Les sarcoïdes sont les tumeurs cutanées les plus fréquentes chez les chevaux, représentant un défi significatif pour les propriétaires et les vétérinaires. Ces lésions bénignes mais persistantes peuvent apparaître n’importe où sur le corps de l’animal, affectant sa qualité de vie et, dans certains cas, sa performance. Cet article explore en profondeur les différentes formes de sarcoïdes, les méthodes de diagnostic, les options de traitement disponibles, ainsi que les stratégies de prévention. En fournissant des informations complètes et actuelles, nous visons à équiper les propriétaires de chevaux et les professionnels de la santé animale des connaissances nécessaires pour gérer efficacement cette condition.
Qu’est ce qu’un sarcoïde ?
La sarcoïde équine, définie en 1936, est une tumeur cutanée mésenchymateuse et fibroblastique, localement invasive mais non métastatique. Elle représente 1 à 2 % des consultations en médecine équine, touchant environ 1 cheval sur 10 au cours de sa vie. Les sarcoïdes constituent 35 à 90 % des néoplasies cutanées diagnostiquées chez les chevaux, ânes, mules et zèbres.
Les sarcoïdes peuvent survenir chez les chevaux de tout âge, avec une prévalence plus élevée entre 2 et 9 ans. Le sexe n’a pas d’influence significative, bien que les hongres s’avèrent légèrement plus touchés que les étalons.
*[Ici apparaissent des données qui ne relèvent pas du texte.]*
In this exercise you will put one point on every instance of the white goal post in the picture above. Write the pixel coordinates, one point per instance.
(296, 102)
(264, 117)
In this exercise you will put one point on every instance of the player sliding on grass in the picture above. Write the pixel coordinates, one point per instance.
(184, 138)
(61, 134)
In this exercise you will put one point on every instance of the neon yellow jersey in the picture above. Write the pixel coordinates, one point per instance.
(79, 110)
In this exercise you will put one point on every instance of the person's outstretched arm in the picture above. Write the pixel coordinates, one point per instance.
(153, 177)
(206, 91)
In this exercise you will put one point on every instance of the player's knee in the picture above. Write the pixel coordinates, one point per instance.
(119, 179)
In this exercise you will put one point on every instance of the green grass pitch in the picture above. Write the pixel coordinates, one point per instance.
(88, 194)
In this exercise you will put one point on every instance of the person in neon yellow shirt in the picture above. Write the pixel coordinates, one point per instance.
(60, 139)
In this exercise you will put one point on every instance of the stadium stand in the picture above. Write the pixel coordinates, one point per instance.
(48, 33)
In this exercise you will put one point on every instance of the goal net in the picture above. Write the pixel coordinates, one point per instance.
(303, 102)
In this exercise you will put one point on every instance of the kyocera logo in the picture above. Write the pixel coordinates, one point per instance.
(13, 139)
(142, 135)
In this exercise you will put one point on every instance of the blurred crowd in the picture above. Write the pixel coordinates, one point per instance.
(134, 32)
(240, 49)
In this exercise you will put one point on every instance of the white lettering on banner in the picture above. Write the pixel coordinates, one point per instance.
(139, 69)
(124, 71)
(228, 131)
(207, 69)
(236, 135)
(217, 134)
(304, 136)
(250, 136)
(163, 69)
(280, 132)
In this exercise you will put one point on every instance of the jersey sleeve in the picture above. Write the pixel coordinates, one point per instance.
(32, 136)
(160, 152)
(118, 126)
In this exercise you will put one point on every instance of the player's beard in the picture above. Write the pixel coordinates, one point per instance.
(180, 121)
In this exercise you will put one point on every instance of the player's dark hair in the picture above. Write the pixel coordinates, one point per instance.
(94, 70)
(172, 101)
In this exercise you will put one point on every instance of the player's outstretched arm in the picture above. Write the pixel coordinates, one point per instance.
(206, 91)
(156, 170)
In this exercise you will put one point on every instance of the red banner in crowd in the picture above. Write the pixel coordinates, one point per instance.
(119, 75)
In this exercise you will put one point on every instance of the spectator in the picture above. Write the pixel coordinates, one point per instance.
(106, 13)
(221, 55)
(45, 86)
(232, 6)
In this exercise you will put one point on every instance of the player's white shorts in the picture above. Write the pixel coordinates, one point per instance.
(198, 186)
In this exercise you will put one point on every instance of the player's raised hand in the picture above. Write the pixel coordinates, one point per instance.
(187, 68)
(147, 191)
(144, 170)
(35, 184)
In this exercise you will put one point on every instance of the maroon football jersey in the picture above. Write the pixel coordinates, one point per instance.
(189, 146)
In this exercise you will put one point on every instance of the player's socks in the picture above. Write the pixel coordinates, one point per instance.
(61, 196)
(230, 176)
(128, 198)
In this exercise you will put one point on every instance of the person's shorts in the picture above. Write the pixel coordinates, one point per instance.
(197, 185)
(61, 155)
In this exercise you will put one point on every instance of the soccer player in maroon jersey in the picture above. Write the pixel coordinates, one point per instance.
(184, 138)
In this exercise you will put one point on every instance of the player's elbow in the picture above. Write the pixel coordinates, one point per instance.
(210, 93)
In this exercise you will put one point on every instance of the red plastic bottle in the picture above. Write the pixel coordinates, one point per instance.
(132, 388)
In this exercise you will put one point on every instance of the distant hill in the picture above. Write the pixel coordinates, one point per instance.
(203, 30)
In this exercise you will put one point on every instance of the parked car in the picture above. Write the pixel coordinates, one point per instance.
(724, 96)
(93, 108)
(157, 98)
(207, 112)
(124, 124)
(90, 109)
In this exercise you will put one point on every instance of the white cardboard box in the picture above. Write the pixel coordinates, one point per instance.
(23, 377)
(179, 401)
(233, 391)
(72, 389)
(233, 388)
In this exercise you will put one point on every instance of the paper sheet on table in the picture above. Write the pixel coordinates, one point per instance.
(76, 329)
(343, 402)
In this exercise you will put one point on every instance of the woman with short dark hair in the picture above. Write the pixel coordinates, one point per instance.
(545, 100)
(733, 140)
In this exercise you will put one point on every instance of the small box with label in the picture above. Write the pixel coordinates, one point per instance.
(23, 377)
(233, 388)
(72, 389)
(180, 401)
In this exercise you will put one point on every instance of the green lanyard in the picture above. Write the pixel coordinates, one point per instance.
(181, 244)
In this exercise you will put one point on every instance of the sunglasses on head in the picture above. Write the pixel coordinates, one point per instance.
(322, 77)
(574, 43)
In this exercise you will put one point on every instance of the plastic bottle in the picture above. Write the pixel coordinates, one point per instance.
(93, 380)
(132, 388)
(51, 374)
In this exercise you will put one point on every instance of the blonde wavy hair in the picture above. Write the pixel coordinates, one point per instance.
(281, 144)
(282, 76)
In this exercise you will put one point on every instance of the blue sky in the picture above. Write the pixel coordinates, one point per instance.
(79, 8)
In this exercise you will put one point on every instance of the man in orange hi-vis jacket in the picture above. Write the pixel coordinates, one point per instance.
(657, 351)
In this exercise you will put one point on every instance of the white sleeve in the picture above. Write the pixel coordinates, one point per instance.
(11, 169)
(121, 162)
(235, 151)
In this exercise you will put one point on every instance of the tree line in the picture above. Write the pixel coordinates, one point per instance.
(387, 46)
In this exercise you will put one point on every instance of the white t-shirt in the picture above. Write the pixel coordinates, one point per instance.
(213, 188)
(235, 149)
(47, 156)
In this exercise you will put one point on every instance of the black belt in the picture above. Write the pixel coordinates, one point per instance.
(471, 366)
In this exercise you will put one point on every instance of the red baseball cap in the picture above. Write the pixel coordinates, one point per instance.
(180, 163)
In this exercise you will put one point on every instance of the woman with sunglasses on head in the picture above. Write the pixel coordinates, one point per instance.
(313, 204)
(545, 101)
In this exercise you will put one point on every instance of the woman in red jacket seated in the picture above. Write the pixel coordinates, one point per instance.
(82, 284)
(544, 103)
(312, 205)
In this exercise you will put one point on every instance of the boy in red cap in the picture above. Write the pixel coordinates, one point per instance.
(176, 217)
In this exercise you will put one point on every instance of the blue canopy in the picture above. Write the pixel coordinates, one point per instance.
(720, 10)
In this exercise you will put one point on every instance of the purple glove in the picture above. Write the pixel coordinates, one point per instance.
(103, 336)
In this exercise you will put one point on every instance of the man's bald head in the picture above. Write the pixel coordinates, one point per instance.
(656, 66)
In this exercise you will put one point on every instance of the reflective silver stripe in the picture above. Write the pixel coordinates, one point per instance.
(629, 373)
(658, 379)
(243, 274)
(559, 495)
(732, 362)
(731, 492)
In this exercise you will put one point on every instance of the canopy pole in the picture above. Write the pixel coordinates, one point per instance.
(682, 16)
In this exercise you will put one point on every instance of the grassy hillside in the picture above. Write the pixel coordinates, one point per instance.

Les races les plus affectées sont les Appaloosa, Quarter Horse et Paint Horse, tandis que les Lipizzans et Trotteurs sont moins touchés.
Il existe six types de sarcoïdes :
- Occulte : bénin, zone de peau alopécique.
- Verruqueuse : masse cutanée cornée et sèche.
- Nodulaire : nodules fermes sous-cutanés (sous-types A et B).
- Fibroblastique : charnu, ulcéré, très compliqué.
- Mixte : combinaison de plusieurs types.
- Maligne : agressive, invasive, pouvant infiltrer les nœuds lymphatiques.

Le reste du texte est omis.